User research has also focused on evaluating privacy policies for regulatory compliance, particularly in response to the implementation of General Data Protection Regulation (GDPR) in Europe. The tool Claudette detects unfair clauses and evaluates privacy policy compliance with GDPR [47,48][34][35]. KnIGHT (“Know your rIGHTs”) utilizes semantic text matching to map policy sentences to GDPR paragraphs [49][36]. Cejas et al. [50][37] and Qamar et al. [51][38] leveraged NLP and supervised machine learning to identify GDPR-relevant information in policies and assess their compliance. Similarly, Sánchez et al. [52][39] used manual annotations and machine learning to tag policies based on GDPR goals, offering both aggregated scores and fine-grained ratings for better understanding.
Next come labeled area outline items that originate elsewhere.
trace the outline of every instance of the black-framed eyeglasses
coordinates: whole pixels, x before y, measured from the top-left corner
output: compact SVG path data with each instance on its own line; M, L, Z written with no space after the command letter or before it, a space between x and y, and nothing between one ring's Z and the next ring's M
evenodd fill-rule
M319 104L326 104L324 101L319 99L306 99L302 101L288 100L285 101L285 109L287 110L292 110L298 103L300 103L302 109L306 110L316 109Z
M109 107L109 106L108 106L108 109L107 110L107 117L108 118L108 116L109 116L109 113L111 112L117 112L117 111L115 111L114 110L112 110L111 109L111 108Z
Degeling et al. [53][40] and Linden et al. [54][41] examined the effects of GDPR on privacy policies through longitudinal analysis, observing updates and changes in policy length and disclosures. Zaeem and Barber [55][42] compared pre- and post-GDPR policies using PrivacyCheck, highlighting deficiencies in transparency and explicit data processing disclosures. Libert [56][43] developed an automated approach to audit third-party data sharing in privacy policies.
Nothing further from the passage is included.